In July of last year, NAACP president Julian Bond attacked President Bush in his keynote speech at the group's 95th annual convention:

NAACP Chairman Julian Bond called on members of the nation's largest and oldest civil rights organization to boost voter turnout to help oust President Bush.

During his keynote speech at the group's 95th annual convention Sunday night in Philadelphia, Pennsylvania, Bond also assailed the Bush administration and the Republican Party, accusing the GOP of "playing the race card in election after election."

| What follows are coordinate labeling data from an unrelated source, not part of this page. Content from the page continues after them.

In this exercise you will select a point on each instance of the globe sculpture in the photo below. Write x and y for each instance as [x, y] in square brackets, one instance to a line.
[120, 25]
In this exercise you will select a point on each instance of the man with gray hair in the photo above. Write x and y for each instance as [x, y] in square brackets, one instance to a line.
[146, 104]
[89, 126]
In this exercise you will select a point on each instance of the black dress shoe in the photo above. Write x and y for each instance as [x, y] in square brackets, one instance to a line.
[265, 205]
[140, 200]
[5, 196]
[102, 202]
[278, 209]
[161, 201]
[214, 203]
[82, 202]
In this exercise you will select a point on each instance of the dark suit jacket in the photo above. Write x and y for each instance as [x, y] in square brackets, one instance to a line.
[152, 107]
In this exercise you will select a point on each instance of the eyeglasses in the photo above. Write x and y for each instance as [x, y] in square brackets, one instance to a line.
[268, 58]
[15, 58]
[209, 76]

The party appeals "to the dark underside of American culture, to the minority of Americans who reject democracy and equality," Bond said. "They preach neutrality and practice racial division."
At the NAACP's 2001 convention, Bond said the following:
"[President Bush] "selected nominees from the Taliban wing of American politics, appeased the wretched appetites of the extreme right wing and chosen Cabinet officials whose devotion to the Confederacy is nearly canine in its uncritical affection."
Not a big deal, really. Lots of people have criticized the president. However, as The Washington Post points out, the NAACP isn't supposed to do that.
The NAACP is organized under section 501(c)(3) of the tax code, covering many charities, educational institutions and religious organizations. The IRS said the group is "prohibited from directly or indirectly participating or intervening in any political campaign." The IRS said the group cannot endorse a candidate, contribute to a campaign, raise money for a candidate, "distribute statements for or against a particular candidate," or become involved in activity "beneficial or detrimental to any candidate."
So, you're the NAACP. You've broken the rules that allow you to operate with a tax-exempt status and now the IRS is asking questions. What do you do?

You refuse to cooperate:
The nation's largest civil rights group is refusing to turn over documents for an Internal Revenue Service investigation into allegedly improper political activity, claiming the probe is politically motivated.

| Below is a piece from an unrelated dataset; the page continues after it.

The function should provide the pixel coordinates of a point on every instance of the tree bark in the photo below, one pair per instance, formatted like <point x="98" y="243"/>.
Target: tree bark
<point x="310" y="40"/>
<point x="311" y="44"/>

In a letter sent to the IRS Friday, the NAACP cited what it contends is evidence that the agency launched the audit before the November election because of political pressure. The group provided a copy of the letter to USA TODAY.

IRS Commissioner Mark Everson wrote to two congressional Democrats in November, saying that his agency began investigating several dozen nonprofit groups based in part on complaints from two members of Congress, whom he did not identify. The IRS is prohibited by law from identifying the subjects of audits.
Of course, the NAACP is claiming that they are the victims of a political vendetta. What seems telling to me is that no one is trying to say that Bond's words were "misinterpreted" or "taken out of context." They don't even seem to be hiding it. search of the NAACP website reveals all sorts of organization documents opposing Bush and his policies.

If the NAACP wants to send a positive message to the millions of African-Americans it purports to represent, it could do so by playing by the rules - and by accepting responsibility for the consequences of breaking them.